Çağdaş sanatta kullanılan araç gereç ve metodlar arasında çok büyük farklılıkları görmek mümkün.

Modern sanattan, dadaya, empresyonizmden pop art’a ondan da enstelasyona uzanan birçok formdan bahsedebiliriz. 

Peki çağdaş sanat tam olarak içinde yaşadığımız sanat  olarak tanımlanıyorsa, ihtiyaçlara cevap verebiliyor mu? 

Bir evin dekoru mu ? Yoksa gerçek anlamda psikolojik sosyokültürel bir derinlikle toplumsal olayalara bir cevap bir başkaldırı olarak izleyiciye ayna tutuyor mu? 

Duchamp çok önemli bir teorisyen ve sanatçı.

pisuvarın çağdaş yada modernite de izleyiciye ve sanat eleştirmelerinde ki karşılığını sorgulamak elbette farklı olacaktır..

izleyicinin çağdaş sanattan ne anladığının ötesinde, bir mesaj vurgusunu ön plana çıkardığı şüphesiz.

Aynı zamanda yakın tarihte en büyük sanat eleştirmenlerinden sokakta gezen herhangi bir vatandaşın bile gündeminde olan Bant muz mevzusu….

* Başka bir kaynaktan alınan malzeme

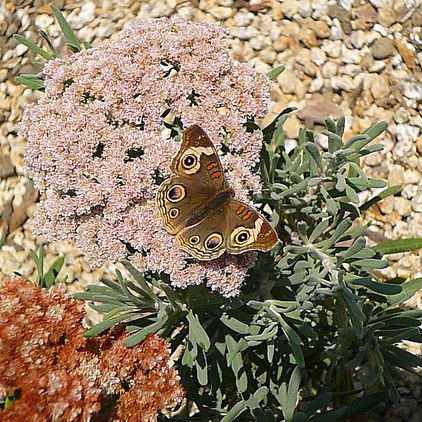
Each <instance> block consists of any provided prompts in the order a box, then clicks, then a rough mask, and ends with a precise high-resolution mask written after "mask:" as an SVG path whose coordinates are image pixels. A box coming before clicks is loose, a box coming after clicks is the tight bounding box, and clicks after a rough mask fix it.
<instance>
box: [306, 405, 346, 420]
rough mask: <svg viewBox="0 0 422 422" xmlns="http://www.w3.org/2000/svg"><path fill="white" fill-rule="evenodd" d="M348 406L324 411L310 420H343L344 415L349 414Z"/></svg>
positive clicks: (311, 418)
mask: <svg viewBox="0 0 422 422" xmlns="http://www.w3.org/2000/svg"><path fill="white" fill-rule="evenodd" d="M346 412H347V407H346V406H343V407H339V408H337V409H334V410H329V411H328V412H323V413H320V414H317V415H316V416H311V417H310V418H309V421H312V422H339V421H341V420H342V417H343V416H346V415H347V413H346Z"/></svg>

fiziki koşullarda elbette bir eser olması söz konusu olamaz.

Ama sanat dünyasının, eleştirmenliğin, küratörlüğün, modern sanatın ortaya çıkardığı tartışmaların ve farklı fikirlerin vardığı noktayı temsil etmesi açısından Dünya çapında ses getirmesi, düşündürücü bir örnek olmuştur.

Üretim açısından arka planlarını kestiremediğimiz yüzbinleri bulan sanatçıların artık sanat galerileri ve çağdaş sanat fuarlarında boy gösterdiklerini görüyoruz.

Enstelasyon, performans sanatları, dijital sanat gibi kavramlar bugün çağdaş sanatın içine entegre olmuş durumda. 

İzleyicinin ne anladığından çok sanatçının ne anlatmak istediği ön plana çıkmakta. Renk şekil zemin ilişkisini dert etmeden tamamen mesaja yönelen çalışmaların varlığı da azımsanmayacak kadar çok...

Sadece Türkiye’de değil dünyada da modern sanatın aksine anlatmak istediği konular çağın tam içinde olduğu sorunları da beraberinde bir mesaj olarak sunmakta…

üretim yöntemlerine ve akımlara göre incelenmesi imkansız hale gelen eserlerde çevre ve toplum bilincinin baskın olduğu feminizm, küreselleşme, çevre, biyo-mühendislik, dijitalleşme, kişilerarası uyum, çok kültürlülük, LGBT, sınıfsal ayrışma ve kimlik gibi konularla karşımıza çıkmakta. 

Çağdaş sanatta bu konuları dert edinen birçok sanatçı ve eserle karşılamak güç değil.

Ama bunun yanında bazı  eserlerin bir finans aracı olarak galerilerde boy gösterdiğini de görmek zor olmayacaktır.

İster finansal bir meta, ister toplumsal bir hafıza olarak insanların ilgi odağı haline gelen, toplumun gündeminde yer edinen çağdaş sanatın izleyiciler koleksiyonerler, küratörler, ve bizlerin ilgi odağı olmaya devam edeceği şüphesiz.